Member of Parliament
- Incumbent
- Assumed office 13 May 2023
- Constituency: Nouadhibou

Personal details
- Party: National Rally for Reform and Development (Tawāṣṣul)

= Aziza Mint Jiddou =

Mauritanian politician

Aziza Mint Jiddou is a Mauritanian politician and Member of the Mauritanian Parliament.

== Biography ==
Mint Jiddou is a Mauritanian Member of Parliament, elected by the electoral district of Nouadhibou during the 2023 Mauritanian parliamentary elections. She is a member of the National Rally for Reform and Development party, also known as Tawāṣṣul.

Mint Jiddou worked as Technical Adviser to the Minister of the Ministère des Pêches et de l'Economie Maritime (Ministry of Fisheries and Maritime Economy).

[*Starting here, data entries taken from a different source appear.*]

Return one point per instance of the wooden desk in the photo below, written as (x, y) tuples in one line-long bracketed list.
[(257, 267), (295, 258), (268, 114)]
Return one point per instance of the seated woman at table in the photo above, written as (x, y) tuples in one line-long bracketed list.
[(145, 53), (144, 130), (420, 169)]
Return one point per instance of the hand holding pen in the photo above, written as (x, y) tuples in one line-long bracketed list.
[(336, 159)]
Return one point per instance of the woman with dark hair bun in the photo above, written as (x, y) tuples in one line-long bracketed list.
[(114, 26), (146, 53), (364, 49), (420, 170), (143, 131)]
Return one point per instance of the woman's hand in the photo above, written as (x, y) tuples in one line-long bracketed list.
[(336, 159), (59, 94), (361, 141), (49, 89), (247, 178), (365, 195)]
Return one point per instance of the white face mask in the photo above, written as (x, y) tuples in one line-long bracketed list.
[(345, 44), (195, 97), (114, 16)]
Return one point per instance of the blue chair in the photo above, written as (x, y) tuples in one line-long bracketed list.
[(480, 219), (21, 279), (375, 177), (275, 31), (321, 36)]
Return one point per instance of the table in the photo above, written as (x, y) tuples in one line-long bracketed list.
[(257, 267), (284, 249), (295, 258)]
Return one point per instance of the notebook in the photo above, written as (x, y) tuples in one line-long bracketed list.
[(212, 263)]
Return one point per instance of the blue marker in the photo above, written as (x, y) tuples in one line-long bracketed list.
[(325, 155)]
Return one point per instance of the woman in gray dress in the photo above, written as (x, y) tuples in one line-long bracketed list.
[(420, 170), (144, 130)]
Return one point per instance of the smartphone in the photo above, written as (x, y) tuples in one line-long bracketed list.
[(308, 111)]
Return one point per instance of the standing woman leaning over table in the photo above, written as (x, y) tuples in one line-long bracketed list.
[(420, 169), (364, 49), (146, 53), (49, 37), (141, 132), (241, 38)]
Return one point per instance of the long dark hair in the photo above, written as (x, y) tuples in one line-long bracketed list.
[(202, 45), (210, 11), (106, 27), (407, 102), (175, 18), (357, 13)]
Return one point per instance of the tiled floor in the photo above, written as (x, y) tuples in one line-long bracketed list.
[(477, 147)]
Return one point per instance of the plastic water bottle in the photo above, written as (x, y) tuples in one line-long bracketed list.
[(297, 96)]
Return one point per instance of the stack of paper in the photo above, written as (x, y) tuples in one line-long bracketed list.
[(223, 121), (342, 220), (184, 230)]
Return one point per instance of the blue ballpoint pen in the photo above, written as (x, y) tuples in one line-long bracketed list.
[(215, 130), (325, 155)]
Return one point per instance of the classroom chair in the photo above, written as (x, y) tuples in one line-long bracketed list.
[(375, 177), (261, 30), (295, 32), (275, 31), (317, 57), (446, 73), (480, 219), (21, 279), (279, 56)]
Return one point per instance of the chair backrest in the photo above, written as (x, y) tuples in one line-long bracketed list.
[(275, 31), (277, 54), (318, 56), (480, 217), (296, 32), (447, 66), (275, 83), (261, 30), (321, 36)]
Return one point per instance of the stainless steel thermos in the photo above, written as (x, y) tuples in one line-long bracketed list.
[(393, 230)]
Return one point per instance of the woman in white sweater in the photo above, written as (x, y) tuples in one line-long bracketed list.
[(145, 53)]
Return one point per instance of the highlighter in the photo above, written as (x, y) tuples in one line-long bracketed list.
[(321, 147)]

In 2023, Mint Jiddou raised how there has been a violation of laws relating to the nationalization of the fishing sector and issues with the supply of drinking water in Boulenouar, during a speech in the Mauritanian Parliament. In 2025, Mint Jiddou questioned Amal mint Maouloud, Minister of Hydraulics and Sanitation, in the National Assembly about the continued water issues.

Mint Jiddou has also called for the opening of a multidisciplinary university in the town of Nouadhibou and has denounced corruption and mismanagement of local services in the capital city.